Hugo Leal disse que foi “surpreendido” com a apresentação do substitutivo do senador Antonio Anastasia e que desconhece o teor das modificações sugeridas pelo relator. “Se no Senado o texto foi modificado, quem tem de se manifestar é o próprio Senado. Meu projeto não tratava desse tema [abuso de autoridade], e sim até onde vão os limites da responsabilidade civil do Estado”, acrescenta o deputado.

“O que eu sugeriria ao procurador é que ele lesse o projeto original e a justificativa do projeto, que ele fosse um pouco mais prudente em fazer a leitura antes de emitir qualquer tipo de opinião”, reclamou o autor.

Hugo Leal afirma ainda ter conversado com Anastasia sobre as mudanças e que o relator no Senado lhe disse que não tem intenção de precipitar o andamento do projeto. O senador mineiro adiantou ao deputado que pretende ouvir mais pessoas antes de submeter o texto a votação. Anastasia e Hugo Leal respondem a inquéritos nascidos na Lava Jato.

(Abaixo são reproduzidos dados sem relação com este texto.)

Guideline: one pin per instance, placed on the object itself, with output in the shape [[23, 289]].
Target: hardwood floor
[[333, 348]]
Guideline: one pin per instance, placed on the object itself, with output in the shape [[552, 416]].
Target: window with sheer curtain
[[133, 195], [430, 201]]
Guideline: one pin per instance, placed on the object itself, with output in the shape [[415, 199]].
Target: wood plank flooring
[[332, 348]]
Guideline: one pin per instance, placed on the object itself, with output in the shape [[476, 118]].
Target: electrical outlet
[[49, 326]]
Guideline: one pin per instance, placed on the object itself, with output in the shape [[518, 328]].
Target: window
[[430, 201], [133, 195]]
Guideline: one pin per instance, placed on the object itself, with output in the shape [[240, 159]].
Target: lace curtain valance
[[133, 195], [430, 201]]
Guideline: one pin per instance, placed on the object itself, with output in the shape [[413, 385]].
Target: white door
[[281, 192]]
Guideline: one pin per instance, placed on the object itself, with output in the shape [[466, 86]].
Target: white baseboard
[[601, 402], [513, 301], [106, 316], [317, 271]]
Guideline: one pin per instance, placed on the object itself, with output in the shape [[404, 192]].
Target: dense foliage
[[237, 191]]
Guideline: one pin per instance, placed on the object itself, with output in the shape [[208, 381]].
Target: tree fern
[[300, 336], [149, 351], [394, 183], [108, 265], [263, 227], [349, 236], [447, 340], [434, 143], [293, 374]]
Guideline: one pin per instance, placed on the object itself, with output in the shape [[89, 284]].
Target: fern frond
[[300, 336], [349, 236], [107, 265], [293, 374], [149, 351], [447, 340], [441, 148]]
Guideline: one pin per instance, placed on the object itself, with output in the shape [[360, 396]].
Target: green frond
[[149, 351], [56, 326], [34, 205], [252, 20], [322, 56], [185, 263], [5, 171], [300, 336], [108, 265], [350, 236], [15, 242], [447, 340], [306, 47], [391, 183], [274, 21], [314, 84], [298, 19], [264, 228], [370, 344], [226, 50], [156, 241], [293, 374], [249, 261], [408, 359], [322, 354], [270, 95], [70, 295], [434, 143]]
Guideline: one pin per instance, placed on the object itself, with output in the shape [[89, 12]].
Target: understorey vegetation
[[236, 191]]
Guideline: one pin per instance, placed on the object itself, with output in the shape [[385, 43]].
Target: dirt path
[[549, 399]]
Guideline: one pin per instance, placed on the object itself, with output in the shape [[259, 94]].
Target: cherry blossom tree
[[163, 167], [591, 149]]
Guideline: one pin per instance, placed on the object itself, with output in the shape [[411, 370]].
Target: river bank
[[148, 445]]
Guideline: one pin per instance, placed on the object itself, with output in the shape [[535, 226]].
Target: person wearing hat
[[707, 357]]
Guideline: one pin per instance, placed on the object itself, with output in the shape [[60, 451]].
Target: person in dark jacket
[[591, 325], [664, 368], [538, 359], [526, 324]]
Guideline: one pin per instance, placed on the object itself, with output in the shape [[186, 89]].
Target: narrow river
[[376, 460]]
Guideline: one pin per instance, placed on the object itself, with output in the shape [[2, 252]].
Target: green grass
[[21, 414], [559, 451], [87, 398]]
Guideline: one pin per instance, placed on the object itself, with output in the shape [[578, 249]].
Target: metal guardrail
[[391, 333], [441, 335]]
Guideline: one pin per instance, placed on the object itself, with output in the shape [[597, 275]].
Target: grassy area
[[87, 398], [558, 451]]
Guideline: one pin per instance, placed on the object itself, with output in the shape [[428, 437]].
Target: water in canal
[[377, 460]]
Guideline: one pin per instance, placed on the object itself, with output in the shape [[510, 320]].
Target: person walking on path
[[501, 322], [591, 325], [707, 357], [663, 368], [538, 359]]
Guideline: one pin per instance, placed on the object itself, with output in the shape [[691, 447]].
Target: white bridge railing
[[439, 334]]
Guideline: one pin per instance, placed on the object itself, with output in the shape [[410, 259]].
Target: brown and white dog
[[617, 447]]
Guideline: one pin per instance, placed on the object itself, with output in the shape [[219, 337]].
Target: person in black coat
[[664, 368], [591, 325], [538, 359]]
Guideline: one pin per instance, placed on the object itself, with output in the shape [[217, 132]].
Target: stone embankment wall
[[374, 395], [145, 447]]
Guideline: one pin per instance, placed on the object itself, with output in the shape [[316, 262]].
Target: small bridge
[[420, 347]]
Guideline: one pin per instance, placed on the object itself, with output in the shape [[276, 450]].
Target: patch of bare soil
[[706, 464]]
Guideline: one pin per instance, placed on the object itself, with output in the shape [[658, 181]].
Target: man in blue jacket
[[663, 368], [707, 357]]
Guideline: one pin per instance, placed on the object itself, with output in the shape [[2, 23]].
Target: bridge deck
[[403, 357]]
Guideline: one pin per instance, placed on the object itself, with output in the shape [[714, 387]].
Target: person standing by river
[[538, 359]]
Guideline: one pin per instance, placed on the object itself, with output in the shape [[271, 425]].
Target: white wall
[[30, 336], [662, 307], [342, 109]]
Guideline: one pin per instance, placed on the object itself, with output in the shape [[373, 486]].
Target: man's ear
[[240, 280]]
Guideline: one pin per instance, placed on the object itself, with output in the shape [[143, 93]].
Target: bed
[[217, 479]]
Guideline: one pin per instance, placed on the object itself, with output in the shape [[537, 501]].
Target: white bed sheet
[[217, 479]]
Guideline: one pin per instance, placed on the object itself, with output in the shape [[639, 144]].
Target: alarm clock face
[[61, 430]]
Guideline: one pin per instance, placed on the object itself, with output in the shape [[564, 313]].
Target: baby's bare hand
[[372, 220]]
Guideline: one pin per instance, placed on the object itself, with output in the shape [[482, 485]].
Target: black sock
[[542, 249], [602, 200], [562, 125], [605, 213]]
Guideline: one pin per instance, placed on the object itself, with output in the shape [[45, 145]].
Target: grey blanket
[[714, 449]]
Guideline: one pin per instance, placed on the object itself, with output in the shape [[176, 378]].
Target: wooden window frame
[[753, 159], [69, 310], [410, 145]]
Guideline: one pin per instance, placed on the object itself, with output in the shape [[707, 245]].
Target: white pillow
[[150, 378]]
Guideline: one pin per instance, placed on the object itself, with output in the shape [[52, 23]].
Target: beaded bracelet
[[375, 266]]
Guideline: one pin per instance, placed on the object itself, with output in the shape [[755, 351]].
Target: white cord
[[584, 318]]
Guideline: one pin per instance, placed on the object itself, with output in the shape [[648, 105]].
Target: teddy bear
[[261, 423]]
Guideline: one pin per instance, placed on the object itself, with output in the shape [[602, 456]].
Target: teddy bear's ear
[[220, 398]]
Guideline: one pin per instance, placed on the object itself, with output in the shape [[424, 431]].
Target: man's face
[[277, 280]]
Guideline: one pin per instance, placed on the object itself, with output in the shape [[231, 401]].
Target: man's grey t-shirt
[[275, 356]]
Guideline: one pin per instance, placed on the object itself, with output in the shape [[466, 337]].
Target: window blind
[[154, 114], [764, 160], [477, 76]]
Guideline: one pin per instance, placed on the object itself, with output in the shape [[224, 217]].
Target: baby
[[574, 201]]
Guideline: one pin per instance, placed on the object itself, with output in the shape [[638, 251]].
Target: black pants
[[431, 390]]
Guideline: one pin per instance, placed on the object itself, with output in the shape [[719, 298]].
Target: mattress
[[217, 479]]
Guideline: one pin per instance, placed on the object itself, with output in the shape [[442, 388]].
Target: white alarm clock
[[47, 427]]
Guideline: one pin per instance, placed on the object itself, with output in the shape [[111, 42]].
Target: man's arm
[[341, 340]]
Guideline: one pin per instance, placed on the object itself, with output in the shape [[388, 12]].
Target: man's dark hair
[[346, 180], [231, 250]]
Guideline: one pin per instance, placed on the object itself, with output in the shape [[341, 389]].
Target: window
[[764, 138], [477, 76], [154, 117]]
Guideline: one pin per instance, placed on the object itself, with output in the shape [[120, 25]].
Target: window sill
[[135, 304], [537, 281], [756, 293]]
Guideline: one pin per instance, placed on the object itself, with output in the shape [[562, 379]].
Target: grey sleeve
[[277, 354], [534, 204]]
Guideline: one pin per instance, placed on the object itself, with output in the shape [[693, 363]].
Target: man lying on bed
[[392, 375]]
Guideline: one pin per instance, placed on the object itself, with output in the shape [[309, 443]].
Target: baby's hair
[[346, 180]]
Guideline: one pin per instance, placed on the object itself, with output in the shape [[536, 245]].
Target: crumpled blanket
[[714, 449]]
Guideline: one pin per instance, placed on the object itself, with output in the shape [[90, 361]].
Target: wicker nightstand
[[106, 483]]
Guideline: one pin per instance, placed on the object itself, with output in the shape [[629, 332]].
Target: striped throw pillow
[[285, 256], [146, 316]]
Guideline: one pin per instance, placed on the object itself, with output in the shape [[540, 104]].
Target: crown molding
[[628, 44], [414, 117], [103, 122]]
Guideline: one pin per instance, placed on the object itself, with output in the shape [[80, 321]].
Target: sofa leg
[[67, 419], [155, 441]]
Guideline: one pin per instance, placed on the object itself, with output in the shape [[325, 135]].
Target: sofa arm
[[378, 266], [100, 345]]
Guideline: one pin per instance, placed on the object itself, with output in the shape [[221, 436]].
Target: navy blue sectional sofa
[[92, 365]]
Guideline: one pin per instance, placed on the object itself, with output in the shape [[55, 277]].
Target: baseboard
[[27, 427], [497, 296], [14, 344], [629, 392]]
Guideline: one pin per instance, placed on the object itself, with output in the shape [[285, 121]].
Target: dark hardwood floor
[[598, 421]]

A assessoria do senador afirma que o termo “prazo razoável” está previsto na Constituição e que a modificação, ao contrário do que afirmou Dallagnol, não necessariamente permitiria que investigados processassem juízes e promotores, uma vez que a cláusula é condicional e valeria somente se o investigado fosse inocentado. Ainda de acordo com a assessoria de Anastasia, a delimitação sobre qual seria o prazo razoável ainda pode ser ajustada durante o debate do texto na CCJ e no plenário do Senado.